# Enter custom parameters like Domain name ,Server name using a bat file



## varunfzr26 (Dec 27, 2010)

Hi ,

I am using Qc_ICR tool where i have to enter the Usename , password , server name , domain name again and again .Can the above be done using a bat file .


----------



## centauricw (Jun 26, 2010)

Yup. You can use SET /P which will prompt the user to input a string that will be assigned to the variable:

SET /P variable=[promptString]

This is for Windows 2000/XP and higher. It will not work with Windows NT/Me/98/95. To get the full help for SET, type SET /? in the Command Prompt window.


----------



## Ent (Apr 11, 2009)

centauricw said:


> Yup. You can use SET /P which will prompt the user to input a string that will be assigned to the variable:
> 
> SET /P variable=[promptString]
> 
> This is for Windows 2000/XP and higher. It will not work with Windows NT/Me/98/95. To get the full help for SET, type SET /? in the Command Prompt window.

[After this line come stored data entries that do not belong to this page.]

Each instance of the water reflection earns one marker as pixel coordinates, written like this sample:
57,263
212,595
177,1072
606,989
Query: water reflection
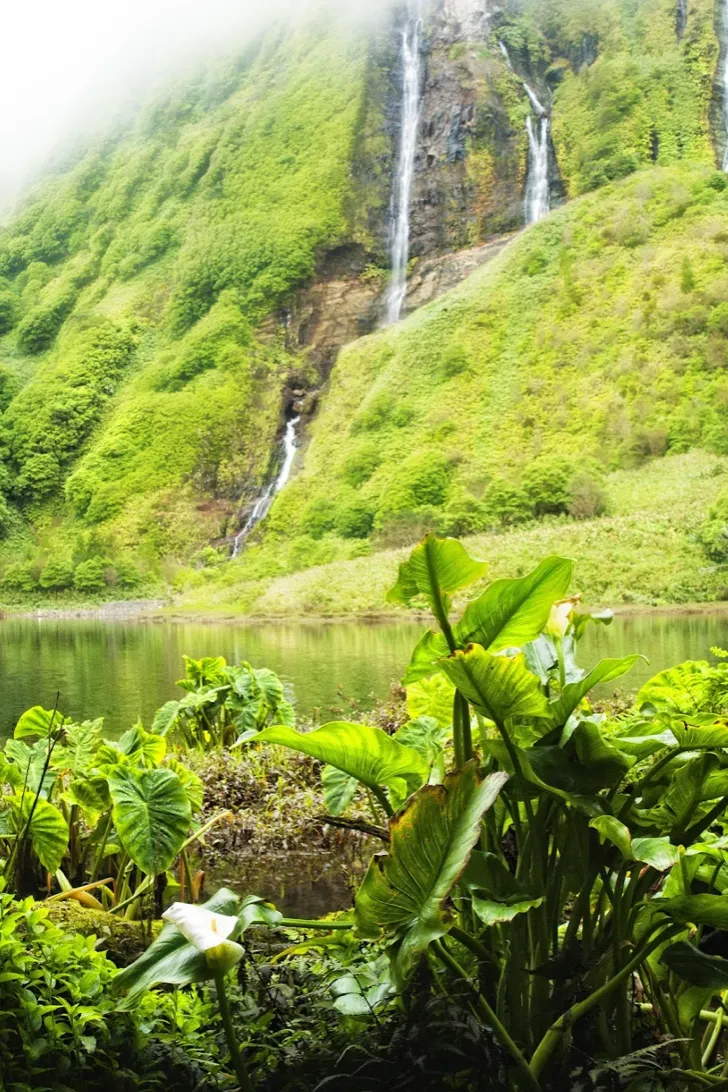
122,671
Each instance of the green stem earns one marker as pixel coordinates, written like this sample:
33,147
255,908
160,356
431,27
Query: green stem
236,1057
144,886
479,950
301,923
188,875
462,731
526,1079
558,1030
99,856
381,798
707,1054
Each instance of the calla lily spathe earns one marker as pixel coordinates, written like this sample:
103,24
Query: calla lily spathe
560,617
209,933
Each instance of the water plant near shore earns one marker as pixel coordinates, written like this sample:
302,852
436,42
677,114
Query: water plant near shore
562,871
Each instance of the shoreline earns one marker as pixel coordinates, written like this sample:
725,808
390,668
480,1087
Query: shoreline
154,612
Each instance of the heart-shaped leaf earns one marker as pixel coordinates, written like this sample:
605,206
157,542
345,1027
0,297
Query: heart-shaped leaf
500,687
152,816
363,752
406,892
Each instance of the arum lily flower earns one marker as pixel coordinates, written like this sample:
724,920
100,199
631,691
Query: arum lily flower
209,933
560,617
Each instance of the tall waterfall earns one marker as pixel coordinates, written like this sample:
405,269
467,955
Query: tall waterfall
405,175
725,80
262,506
537,202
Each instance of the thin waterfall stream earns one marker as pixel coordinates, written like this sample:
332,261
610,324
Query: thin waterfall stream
405,174
725,80
262,506
537,201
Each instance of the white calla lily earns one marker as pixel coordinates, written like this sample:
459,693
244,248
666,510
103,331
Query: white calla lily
209,933
560,617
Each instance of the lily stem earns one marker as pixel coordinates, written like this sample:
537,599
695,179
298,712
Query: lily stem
236,1057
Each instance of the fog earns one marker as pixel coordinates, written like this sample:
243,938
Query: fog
69,67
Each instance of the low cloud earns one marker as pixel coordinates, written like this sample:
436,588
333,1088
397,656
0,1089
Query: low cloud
67,68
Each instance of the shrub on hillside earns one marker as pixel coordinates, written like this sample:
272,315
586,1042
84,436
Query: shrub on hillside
92,576
56,574
39,476
714,532
355,520
20,577
506,505
8,311
360,463
587,496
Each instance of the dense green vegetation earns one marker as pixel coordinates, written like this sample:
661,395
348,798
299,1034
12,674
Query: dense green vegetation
556,871
629,92
142,396
143,365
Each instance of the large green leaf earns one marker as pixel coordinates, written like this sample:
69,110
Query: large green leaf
166,717
144,748
685,792
152,816
437,568
432,697
38,722
500,687
512,613
363,752
406,891
430,649
697,909
175,961
498,895
47,831
696,968
681,690
574,693
657,852
338,790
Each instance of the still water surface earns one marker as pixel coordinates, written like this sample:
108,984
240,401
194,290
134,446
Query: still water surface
122,671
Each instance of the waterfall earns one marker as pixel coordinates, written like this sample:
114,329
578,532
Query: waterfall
405,174
725,80
262,506
537,202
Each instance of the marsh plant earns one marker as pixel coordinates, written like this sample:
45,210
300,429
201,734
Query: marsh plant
568,870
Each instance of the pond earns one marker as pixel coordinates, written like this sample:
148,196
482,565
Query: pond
123,671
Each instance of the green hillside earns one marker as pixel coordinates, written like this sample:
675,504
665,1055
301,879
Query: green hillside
141,398
597,340
147,354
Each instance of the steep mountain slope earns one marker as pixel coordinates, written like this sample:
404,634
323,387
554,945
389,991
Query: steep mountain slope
135,287
168,299
597,336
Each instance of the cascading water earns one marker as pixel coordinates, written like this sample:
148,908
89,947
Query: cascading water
725,80
537,202
405,175
262,506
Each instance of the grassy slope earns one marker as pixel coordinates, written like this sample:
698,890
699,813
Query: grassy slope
583,339
644,553
174,241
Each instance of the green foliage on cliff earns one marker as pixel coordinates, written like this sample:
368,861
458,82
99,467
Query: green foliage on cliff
629,90
579,351
140,393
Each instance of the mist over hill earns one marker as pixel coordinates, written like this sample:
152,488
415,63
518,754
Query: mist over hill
179,289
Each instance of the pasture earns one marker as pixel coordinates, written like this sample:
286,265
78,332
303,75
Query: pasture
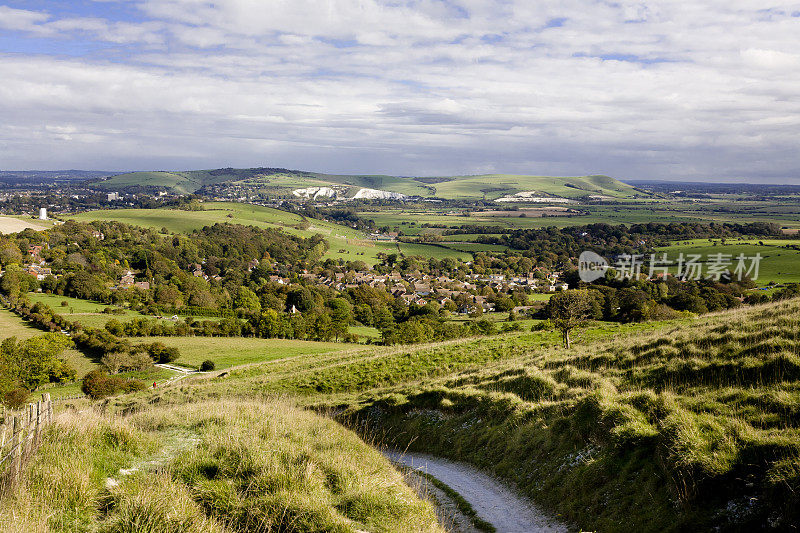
83,311
227,352
15,224
778,264
345,243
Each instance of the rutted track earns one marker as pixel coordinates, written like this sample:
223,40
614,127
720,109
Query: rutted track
492,501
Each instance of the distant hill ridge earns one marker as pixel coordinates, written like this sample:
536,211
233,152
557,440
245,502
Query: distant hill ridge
280,181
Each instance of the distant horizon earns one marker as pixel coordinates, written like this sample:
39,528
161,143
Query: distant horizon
715,181
635,90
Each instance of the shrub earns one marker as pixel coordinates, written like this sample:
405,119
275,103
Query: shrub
97,384
15,398
160,353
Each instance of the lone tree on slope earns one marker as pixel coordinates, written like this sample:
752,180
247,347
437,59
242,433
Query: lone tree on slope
569,310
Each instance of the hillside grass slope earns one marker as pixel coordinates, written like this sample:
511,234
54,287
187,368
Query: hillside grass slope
282,182
218,467
688,425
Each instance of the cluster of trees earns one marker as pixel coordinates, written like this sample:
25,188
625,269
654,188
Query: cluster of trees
99,384
632,300
27,365
555,247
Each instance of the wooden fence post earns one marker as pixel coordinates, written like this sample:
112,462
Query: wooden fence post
16,465
48,407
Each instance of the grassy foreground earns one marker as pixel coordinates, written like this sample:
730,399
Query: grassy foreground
210,467
688,425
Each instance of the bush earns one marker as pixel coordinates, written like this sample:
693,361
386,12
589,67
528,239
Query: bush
160,353
15,398
97,384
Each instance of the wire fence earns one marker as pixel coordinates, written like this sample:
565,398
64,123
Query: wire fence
20,437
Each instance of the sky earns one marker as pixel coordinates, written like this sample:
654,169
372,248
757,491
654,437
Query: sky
636,90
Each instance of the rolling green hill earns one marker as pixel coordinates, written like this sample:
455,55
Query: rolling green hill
283,182
345,242
690,426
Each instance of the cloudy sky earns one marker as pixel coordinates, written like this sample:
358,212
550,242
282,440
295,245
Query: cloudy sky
636,90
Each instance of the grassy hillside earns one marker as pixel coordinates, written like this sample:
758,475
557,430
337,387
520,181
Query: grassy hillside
656,427
345,243
219,467
282,182
778,260
493,186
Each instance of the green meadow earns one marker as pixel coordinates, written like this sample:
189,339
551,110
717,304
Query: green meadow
778,264
345,243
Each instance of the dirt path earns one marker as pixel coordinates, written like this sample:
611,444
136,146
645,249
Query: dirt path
493,501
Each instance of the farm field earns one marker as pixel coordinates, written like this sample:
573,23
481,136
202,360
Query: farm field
281,182
13,326
410,220
227,352
569,427
345,243
83,311
15,224
778,264
493,186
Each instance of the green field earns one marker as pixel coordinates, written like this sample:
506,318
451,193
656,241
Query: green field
645,427
281,183
493,186
227,352
83,311
345,243
778,264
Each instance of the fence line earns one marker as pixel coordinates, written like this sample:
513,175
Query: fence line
20,437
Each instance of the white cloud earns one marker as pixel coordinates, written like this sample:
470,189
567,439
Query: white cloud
20,19
665,89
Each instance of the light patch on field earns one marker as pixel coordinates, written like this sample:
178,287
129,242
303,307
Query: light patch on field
15,225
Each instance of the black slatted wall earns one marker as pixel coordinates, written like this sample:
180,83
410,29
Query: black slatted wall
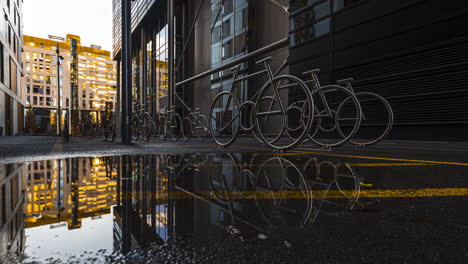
414,53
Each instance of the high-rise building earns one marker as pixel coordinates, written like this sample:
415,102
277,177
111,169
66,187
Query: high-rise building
208,34
416,60
86,76
11,42
12,236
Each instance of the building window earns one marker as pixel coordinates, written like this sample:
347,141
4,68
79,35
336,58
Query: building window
311,19
2,65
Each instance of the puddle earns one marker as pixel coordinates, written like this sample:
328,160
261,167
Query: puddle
232,208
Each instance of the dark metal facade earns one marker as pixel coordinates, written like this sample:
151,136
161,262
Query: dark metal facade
414,53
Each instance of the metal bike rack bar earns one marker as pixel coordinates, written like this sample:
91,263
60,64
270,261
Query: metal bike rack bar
276,45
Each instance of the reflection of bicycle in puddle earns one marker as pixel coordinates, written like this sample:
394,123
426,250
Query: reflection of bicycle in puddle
283,194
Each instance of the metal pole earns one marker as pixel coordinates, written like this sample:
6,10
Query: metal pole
170,22
59,114
126,72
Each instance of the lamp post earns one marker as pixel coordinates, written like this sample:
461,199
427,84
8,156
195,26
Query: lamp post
59,112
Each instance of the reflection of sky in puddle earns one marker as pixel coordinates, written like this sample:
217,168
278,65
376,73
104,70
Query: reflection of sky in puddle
60,243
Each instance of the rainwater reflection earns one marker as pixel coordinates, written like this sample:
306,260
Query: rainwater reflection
204,208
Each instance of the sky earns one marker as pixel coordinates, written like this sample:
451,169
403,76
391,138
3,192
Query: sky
89,19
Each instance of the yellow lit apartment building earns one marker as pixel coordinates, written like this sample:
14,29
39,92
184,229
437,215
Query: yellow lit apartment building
68,190
87,78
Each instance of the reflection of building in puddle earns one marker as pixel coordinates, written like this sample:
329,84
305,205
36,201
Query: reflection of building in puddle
12,234
243,194
141,215
68,190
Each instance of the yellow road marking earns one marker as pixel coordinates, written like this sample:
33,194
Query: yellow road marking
297,152
381,158
319,194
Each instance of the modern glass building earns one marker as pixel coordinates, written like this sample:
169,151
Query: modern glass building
208,34
87,79
11,69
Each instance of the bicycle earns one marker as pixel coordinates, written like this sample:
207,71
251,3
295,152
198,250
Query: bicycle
170,123
328,100
375,112
270,103
193,124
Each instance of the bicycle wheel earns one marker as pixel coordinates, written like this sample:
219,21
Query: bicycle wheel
376,120
154,129
223,175
106,132
175,126
275,181
112,133
272,115
201,127
326,132
163,128
224,119
186,128
146,127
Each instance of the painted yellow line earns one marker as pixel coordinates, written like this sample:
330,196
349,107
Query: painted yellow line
388,164
380,158
319,194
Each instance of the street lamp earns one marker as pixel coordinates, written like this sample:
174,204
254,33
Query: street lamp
59,114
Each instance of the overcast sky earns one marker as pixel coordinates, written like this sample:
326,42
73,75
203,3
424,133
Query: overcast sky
89,19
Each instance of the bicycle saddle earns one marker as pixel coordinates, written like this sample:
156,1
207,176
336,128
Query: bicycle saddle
311,71
343,81
264,59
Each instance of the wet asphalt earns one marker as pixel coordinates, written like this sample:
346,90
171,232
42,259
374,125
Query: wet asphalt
411,208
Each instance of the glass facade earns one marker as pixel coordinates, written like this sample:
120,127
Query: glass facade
229,29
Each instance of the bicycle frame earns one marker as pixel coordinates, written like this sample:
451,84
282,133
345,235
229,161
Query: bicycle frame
271,76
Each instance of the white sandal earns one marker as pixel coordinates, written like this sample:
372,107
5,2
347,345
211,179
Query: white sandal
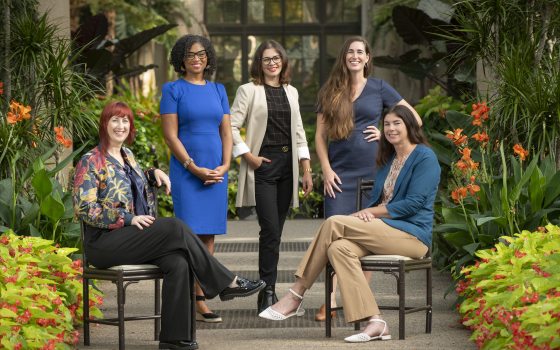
363,337
274,315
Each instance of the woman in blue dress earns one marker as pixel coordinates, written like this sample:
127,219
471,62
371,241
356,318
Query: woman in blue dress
197,129
350,107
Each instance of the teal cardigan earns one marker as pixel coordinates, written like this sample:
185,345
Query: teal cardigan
412,207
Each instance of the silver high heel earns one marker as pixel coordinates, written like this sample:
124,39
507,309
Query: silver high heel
273,315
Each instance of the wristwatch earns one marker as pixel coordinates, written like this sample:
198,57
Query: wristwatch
187,163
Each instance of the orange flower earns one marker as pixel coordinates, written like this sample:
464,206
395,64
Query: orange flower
459,194
466,152
59,136
456,136
17,112
520,151
479,113
481,137
12,118
472,188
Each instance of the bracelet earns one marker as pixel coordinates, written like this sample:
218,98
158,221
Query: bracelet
187,163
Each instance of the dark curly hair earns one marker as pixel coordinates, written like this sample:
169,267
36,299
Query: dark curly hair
183,45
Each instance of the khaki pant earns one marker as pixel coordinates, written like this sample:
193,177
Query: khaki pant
343,240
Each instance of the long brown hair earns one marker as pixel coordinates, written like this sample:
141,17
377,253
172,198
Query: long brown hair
415,134
256,70
335,97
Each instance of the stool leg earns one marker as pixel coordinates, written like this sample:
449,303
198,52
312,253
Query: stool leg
429,300
120,311
328,291
400,286
157,311
85,300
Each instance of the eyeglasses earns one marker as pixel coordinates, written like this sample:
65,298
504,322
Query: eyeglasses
200,54
274,59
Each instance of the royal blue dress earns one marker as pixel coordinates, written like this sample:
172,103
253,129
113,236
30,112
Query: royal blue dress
200,109
354,158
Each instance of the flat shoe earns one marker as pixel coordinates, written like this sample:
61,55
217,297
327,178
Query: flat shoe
244,288
178,344
363,337
274,315
321,315
208,317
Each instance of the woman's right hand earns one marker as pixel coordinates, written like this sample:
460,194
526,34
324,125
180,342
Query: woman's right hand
207,176
142,221
256,162
331,183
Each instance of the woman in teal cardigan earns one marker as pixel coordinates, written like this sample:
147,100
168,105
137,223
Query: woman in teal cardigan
398,221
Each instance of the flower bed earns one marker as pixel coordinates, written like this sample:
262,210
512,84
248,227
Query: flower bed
512,294
40,294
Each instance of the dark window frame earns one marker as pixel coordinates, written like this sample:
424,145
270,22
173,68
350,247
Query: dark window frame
322,29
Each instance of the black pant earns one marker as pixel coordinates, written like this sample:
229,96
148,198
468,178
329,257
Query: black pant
273,194
171,245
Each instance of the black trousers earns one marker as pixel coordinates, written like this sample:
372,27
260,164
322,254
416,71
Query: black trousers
273,194
171,245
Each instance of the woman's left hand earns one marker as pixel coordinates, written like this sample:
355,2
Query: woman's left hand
373,133
217,175
162,179
307,183
364,215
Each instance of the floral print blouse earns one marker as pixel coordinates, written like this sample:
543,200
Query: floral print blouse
102,190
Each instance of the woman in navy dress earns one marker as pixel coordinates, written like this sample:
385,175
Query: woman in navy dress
197,129
350,107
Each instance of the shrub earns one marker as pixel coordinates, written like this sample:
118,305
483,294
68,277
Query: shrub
511,296
40,293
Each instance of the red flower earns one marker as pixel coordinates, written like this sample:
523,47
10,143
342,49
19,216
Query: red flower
456,136
520,151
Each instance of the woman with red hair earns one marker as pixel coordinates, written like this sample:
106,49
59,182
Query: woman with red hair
111,198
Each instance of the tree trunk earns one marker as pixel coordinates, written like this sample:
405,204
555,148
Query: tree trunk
7,79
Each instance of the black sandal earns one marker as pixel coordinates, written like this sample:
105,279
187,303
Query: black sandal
208,317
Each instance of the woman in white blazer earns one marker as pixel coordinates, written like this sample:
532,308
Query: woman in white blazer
274,144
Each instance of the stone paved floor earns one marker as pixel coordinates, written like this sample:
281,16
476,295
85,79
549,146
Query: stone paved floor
242,329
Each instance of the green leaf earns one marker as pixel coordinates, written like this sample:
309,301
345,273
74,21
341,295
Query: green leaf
53,208
63,163
458,239
42,184
34,232
471,248
482,221
514,194
552,190
536,189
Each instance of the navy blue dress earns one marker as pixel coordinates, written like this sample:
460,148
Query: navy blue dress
200,109
354,158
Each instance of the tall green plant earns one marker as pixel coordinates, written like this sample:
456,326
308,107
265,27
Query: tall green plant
517,43
493,191
44,76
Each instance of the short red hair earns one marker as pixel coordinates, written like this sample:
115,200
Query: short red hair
119,109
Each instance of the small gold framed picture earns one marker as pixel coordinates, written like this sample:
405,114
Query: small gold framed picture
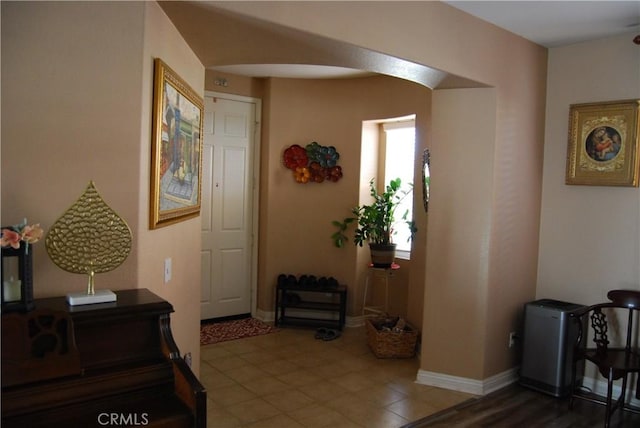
603,144
176,149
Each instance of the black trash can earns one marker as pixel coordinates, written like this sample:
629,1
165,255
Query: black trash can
549,335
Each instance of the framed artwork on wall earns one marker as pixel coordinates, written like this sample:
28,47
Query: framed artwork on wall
176,149
603,144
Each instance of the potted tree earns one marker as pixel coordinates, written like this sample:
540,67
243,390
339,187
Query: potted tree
374,223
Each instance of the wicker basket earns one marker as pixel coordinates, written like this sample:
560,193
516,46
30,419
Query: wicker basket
389,344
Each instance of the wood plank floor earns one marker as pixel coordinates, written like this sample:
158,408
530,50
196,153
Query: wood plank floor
519,407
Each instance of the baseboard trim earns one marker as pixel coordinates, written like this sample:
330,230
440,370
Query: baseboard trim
470,386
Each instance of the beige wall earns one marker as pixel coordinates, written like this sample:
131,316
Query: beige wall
76,106
581,256
514,67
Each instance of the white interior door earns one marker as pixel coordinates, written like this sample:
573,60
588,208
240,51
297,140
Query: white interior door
227,207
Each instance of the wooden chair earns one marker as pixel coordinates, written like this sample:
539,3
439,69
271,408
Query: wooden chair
613,362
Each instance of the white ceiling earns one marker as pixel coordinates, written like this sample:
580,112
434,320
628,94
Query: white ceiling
547,23
557,23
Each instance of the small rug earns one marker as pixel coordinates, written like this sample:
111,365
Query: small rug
232,330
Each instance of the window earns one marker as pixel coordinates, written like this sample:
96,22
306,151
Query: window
399,161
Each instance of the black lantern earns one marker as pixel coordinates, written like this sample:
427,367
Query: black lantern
17,278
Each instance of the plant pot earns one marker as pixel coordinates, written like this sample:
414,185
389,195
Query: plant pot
382,255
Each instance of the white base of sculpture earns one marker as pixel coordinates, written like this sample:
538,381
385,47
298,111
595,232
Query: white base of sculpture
100,296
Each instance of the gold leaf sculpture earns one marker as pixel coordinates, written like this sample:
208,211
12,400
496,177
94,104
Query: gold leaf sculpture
89,238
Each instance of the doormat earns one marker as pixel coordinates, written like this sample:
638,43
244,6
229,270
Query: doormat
232,330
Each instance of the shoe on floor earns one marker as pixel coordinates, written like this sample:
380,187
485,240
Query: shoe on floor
331,334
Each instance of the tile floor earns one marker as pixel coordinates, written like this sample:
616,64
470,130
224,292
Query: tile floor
290,379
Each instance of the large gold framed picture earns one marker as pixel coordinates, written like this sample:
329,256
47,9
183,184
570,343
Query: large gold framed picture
603,144
176,149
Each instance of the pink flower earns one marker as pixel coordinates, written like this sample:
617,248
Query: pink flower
10,238
32,234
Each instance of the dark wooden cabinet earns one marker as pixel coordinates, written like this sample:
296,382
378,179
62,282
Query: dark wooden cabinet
97,365
303,306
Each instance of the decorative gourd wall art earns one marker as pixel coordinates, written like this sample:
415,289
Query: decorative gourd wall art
313,163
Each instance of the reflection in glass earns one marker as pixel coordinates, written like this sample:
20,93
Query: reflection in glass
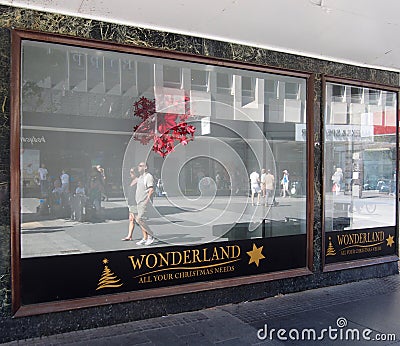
360,158
77,115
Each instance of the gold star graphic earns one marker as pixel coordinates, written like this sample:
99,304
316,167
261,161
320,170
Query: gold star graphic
255,255
390,240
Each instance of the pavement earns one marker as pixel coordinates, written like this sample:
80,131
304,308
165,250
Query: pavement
360,313
180,222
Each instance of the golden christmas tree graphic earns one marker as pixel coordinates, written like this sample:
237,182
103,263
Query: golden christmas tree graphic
108,278
331,250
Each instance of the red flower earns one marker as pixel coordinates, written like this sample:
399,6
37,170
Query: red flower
170,131
166,122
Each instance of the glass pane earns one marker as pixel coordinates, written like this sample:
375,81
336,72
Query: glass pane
225,151
360,158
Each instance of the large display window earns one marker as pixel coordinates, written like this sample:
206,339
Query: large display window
361,161
140,171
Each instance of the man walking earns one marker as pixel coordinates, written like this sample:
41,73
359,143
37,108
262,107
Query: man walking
144,190
255,186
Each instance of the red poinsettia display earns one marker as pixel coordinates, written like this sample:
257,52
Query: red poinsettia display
164,129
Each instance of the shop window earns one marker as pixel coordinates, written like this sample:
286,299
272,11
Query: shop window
226,167
360,173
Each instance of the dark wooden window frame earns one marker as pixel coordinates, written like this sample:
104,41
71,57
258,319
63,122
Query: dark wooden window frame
20,310
373,260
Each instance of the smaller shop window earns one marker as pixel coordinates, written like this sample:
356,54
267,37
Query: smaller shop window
360,172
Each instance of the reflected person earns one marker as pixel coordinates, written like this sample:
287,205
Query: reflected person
144,191
131,198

The set /P command is used where you want to type information into the batch file for processing, allowing you to manually enter custom parameters into the batch. If you are after a way to launch Qc_ICR with the same user, password, server and domain name every time you wouldn't be using the set /P command, otherwise you might as well type it in normally.

Unfortunately I'm not familiar with the program in question and have failed to find out anything about it, so I can't answer how you'd do that. If you can give me a link I'll try to do more. You might (especially if it is a command line program) be able to do so simply by launching the program with arguments.


----------